Pubdate: Mon, 17 Nov 2003
Source: Surrey Now (CN BC)
Copyright: 2003 Lower Mainland Publishing Group Inc., A Canwest Company
Author: Tom Zytaruk
Bookmark: (Drug Raids)


Can Surrey Really Control Its Problem With Marijuana Growing Operations?

Local police and politicians are hoping 20 new police officers dedicated to 
the task will turn the tide on what looks like an increasingly unbeatable 
battle in this city.

Surrey RCMP officers broke down three grow-ops in swank city neighbourhoods 
Thursday to highlight the unveiling of their new team.

Standing outside one of the houses, Surrey Coun. Gary Tymoschuk, chairman 
of the city's public safety committee, told reporters the city will hire 
another 55 RCMP officers between now and the middle of next year.

"We do not want to tolerate any grow operations in our city. We'll do 
everything we can."

Despite his news, skeptical journalists inquired how the battle can be won 
when the courts are imposing small fines against pot growers.

"I'm not very happy about that at all and I think most people in the city 
of Surrey are not happy about that either," Tymoschuk said. "I would hope 
the message gets through to the courts."

He added Surrey residents have to get "fired up about this."

Earlier Thursday, a group of young RCMP officers met at the detachment to 
set out their plan of attack for the day, targeting homes believed to 
contain grow-ops run by Vietnamese organized crime.

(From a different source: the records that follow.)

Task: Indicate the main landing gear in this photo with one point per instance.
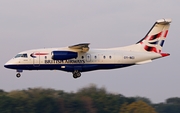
(18, 75)
(76, 74)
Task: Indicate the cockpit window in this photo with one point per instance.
(21, 55)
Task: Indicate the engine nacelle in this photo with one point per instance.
(63, 55)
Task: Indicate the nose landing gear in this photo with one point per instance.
(76, 74)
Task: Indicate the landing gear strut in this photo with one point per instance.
(76, 74)
(18, 75)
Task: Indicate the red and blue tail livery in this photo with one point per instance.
(80, 58)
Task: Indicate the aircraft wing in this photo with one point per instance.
(82, 47)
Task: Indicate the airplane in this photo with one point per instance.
(80, 58)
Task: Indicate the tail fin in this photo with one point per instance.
(154, 39)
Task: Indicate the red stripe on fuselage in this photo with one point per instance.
(40, 53)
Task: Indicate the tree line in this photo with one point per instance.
(86, 100)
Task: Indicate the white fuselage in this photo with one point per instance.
(94, 59)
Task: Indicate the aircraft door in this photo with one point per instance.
(88, 57)
(36, 59)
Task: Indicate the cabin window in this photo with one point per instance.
(95, 57)
(21, 55)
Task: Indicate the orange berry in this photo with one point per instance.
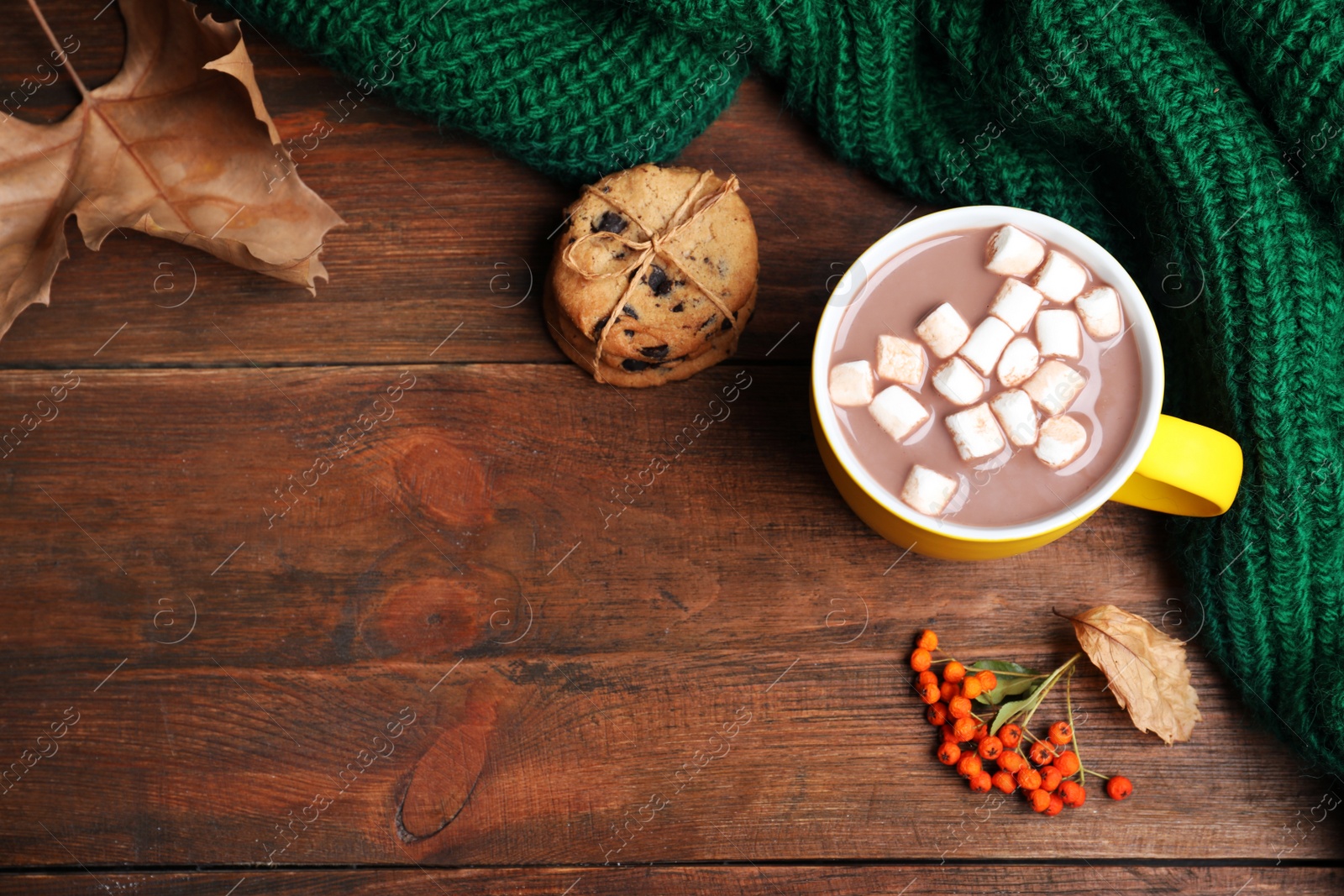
(1068, 763)
(937, 714)
(1073, 793)
(968, 765)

The first house they raided was at 8487-166th St. Before heading out with a 
battering ram and police dogs, their leader reminded them to beware of 
booby traps. Moments after arriving at the big pink house, police had a 
27-year-old man in custody and began hauling a couple of hundred plants out 
of the house.

Later, police raided a fortified house at 11028-159th St. in Fraser 
Heights. There were steel doors behind the regular doors, bars on the 
windows and a wireless camera system believed to be monitoring another 
grow-op nearby.

A couple turned the corner, spotted police and drove off but were soon 

"They had $10,000 cash with them inside the car," Surrey RCMP Const. Tim 
Shields noted. "It also appears they have just returned from court to deal 
with another marijuana grow-operation charge."

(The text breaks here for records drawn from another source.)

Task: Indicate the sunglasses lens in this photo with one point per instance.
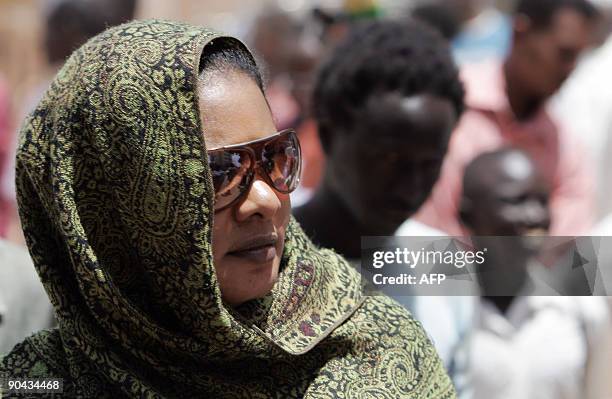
(231, 173)
(281, 161)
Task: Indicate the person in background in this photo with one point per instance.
(290, 51)
(7, 210)
(67, 25)
(507, 105)
(24, 305)
(584, 104)
(164, 239)
(524, 346)
(385, 103)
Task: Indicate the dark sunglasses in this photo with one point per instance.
(234, 167)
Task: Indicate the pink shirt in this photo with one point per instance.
(489, 124)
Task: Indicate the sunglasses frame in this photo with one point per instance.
(256, 167)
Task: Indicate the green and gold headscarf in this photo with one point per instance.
(115, 196)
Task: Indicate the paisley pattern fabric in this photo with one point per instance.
(115, 196)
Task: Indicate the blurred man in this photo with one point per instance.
(384, 120)
(68, 24)
(385, 103)
(525, 346)
(6, 205)
(507, 106)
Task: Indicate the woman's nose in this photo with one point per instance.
(262, 200)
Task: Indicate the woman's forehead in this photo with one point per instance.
(233, 110)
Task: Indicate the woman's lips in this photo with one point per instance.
(260, 249)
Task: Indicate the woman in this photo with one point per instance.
(153, 299)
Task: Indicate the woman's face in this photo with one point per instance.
(248, 238)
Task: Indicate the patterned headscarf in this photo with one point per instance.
(115, 196)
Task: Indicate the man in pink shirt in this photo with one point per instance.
(506, 106)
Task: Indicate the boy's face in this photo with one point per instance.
(513, 201)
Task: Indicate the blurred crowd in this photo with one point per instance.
(415, 118)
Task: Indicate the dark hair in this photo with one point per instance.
(541, 12)
(225, 54)
(406, 57)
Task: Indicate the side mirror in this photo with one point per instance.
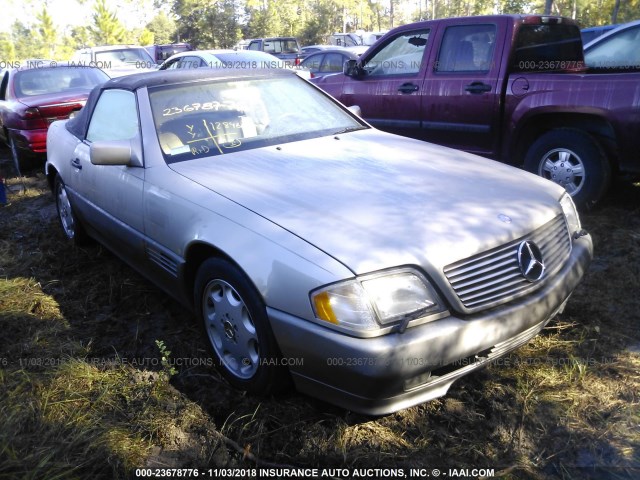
(352, 69)
(117, 152)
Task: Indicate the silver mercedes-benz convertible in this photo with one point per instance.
(370, 270)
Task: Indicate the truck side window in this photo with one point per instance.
(467, 48)
(401, 56)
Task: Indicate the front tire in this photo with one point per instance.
(70, 224)
(237, 329)
(574, 160)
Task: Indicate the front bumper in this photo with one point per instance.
(30, 141)
(384, 374)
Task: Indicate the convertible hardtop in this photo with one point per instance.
(79, 124)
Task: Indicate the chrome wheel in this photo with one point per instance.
(65, 212)
(565, 168)
(231, 329)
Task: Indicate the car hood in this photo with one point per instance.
(373, 200)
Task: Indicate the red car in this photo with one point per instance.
(35, 93)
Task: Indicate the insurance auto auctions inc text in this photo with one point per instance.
(368, 473)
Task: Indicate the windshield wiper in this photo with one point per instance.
(350, 129)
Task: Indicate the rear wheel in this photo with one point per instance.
(236, 325)
(71, 226)
(574, 160)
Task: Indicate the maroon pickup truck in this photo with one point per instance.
(509, 87)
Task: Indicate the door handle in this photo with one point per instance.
(477, 87)
(408, 87)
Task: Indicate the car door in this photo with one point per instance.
(390, 90)
(4, 109)
(111, 196)
(461, 102)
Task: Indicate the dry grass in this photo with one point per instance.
(84, 392)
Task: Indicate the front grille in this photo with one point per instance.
(494, 277)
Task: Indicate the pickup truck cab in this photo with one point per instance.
(509, 87)
(285, 48)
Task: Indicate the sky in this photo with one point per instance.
(132, 13)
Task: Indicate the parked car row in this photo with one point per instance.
(388, 267)
(35, 94)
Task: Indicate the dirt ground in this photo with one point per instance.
(565, 406)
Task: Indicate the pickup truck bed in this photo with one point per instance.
(509, 87)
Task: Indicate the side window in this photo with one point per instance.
(173, 64)
(400, 56)
(115, 117)
(467, 48)
(190, 62)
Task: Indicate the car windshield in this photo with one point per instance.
(618, 51)
(41, 81)
(124, 55)
(196, 120)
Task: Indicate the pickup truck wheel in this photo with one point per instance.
(574, 160)
(71, 226)
(16, 156)
(237, 328)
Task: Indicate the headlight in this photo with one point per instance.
(571, 214)
(370, 303)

The house is worth about $400,000.

"Many of these homes are being run by Vietnamese organized crime," Shields 
said. "They are new homes, they are very expensive and they are not rented, 
but owned."

The idea, he said, is to hurt the growers financially by seizing property 
bought with the proceeds of crime.

"The bottom line is, we're trying to take the profit out of it," he said.

On Wednesday, he noted, Thao Heidi Doan was convicted of growing pot and 
ordered by B.C. Supreme Court to forfeit her $400,000 house at 17768-100th 
Ave. to the Crown as proceeds of crime. Shields said it was the third 
Surrey property forfeited this year and 11 others are in the queue.

"We're going after the houses, after the vehicles, at times after high-end 
furniture inside the house," Shields said. "If we can prove that those 
items were purchased with the proceeds of crime, then we'll be going after 

The Fraser Heights house is near Erma Stephenson elementary school. One 
neighbour, who requested anonymity, said it's "sad" living near a grow-op. 
"It's sad because we have to worry about our families," the woman said.

Police investigated 698 grow-ops in Surrey last year.

"That is only maybe a small indication of how many we actually have," 
Shields said. He noted that the 20 new officers should enable police to 
take down three or four grow ops every day.